TL;DR
- Gemini CLI's built-in fetch tool fails on most pages that aren't plain developer docs. Protected sites return 403s, JavaScript-rendered pages come back empty.
- Firecrawl gives AI agents and apps fast, reliable web context with strong search, scraping, and interaction tools — it runs a real browser, returns clean markdown, and supports structured data extraction with JSON schemas.
- Two integration paths: Agent Skills (one install command, recommended) or MCP server (manual config, more control).
- Three working examples show scraping, structured extraction, and browser interaction on a page the built-in tool couldn't reach.
- A RAG workflow builds a local knowledge base from 18 PubMed Central papers and queries across them with Gemini CLI's 1M-token context window.
Most websites now recognize the request patterns of coding agents and reject them automatically.
Gemini CLI's built-in fetch tool gets caught in this all the time. Anything that isn't plain developer documentation tends to come back as a 403 or an empty response. And when a fetch fails, whatever you were trying to build on top of that data stalls with it.
Firecrawl solves this by running a real browser on its servers and returning clean markdown. This article covers how to wire it into Gemini CLI and put it to work, from single-page scrapes to building a local knowledge base from research papers.
What is Gemini CLI?
Gemini CLI is Google's open-source AI agent for the terminal.
It's Apache 2.0 licensed and the current stable version is v0.36.0 as of April 2026. Most developers picked it up for coding assistance, working through large codebases, and running shell tasks. The free tier is a big reason why: OAuth gets you 1,000 requests per day with Gemini 2.5 Pro and a 1M-token context window.
It also ships with two web-facing tools.
One for real-time Google Search and one for fetching URL content. Both are geared toward coding workflows, like checking library versions or reading docs that post-date the model's training cutoff.
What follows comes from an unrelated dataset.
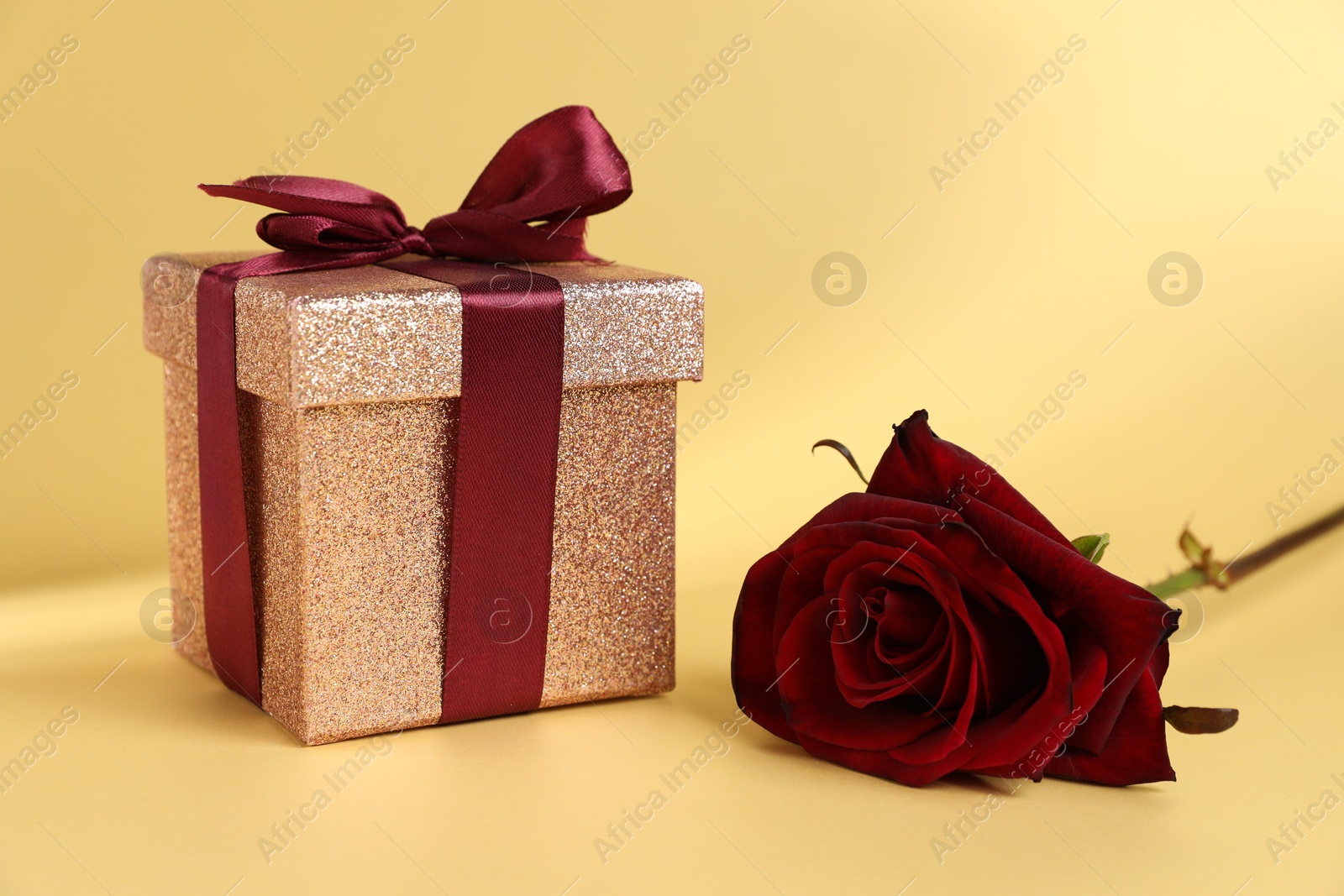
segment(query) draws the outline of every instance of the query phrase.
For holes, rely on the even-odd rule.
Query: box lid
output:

They work for quick lookups mid-session but weren't built for pulling data from the web in any serious way.
What is Firecrawl?
Firecrawl is a web search and scraping API that returns markdown instead of raw HTML.
A typical webpage goes from hundreds of thousands of tokens as HTML to a few thousand as markdown, which directly cuts how much you spend on API calls. It runs Playwright (a browser automation tool) behind the scenes, so JavaScript-rendered pages actually load instead of coming back empty.
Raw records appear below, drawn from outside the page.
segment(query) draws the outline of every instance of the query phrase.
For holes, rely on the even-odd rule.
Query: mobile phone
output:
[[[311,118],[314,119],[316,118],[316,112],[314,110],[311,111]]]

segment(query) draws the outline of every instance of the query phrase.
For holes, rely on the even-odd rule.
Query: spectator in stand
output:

Beyond basic scraping, Firecrawl supports:
- Web search and get clean, structured content from every result in a single API call.
- Structured data extraction via the
/agentendpoint (research preview), using JSON schemas or natural language prompts - Site crawling that follows links across up to 10,000 pages
- URL mapping to discover every page on a domain
- Browser interaction for clicking, scrolling, and filling forms on live pages
It connects to Gemini CLI through Agent Skills or as an MCP server (a standard protocol that lets AI tools talk to external services).
Firecrawl web search
The /search endpoint is worth calling out separately because it does something standard search APIs don't: it runs the search and scrapes each result page in the same call.
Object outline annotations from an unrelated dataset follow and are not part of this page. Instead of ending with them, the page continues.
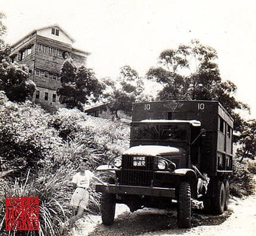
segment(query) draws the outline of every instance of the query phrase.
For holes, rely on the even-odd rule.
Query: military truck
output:
[[[133,105],[130,148],[98,171],[115,173],[102,193],[102,222],[116,203],[131,212],[176,204],[179,228],[191,227],[191,198],[208,212],[227,209],[233,120],[217,101],[171,100]]]

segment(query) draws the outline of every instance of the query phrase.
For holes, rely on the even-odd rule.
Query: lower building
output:
[[[36,89],[33,95],[36,103],[51,108],[61,104],[57,90],[61,86],[61,66],[71,58],[79,67],[86,65],[89,52],[72,46],[74,40],[58,24],[35,29],[12,45],[13,62],[26,64]]]

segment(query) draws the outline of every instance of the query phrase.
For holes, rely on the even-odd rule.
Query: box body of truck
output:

A typical search API returns titles, snippets, and URLs. You still have to fetch each page yourself to get the actual content. With Firecrawl's /search, you get full markdown from every result alongside the metadata. For a Gemini CLI session, that means one tool call can return the content of the top 10 results, ready to pass directly to the model.
Key parameters:
- query: your search term
- limit: number of results to return
- sources:
web(default),news, orimages - categories: filter for
github,research, orpdfresults - tbs: time-based filtering, e.g.
qdr:dfor the past 24 hours - scrapeOptions: enable full-page content extraction alongside the search
Pricing: 2 credits per 10 results. Adding page scraping costs 1 credit per page on top of that.
In the RAG example below, firecrawl-search is what discovers the PubMed Central article URLs before they get scraped as markdown.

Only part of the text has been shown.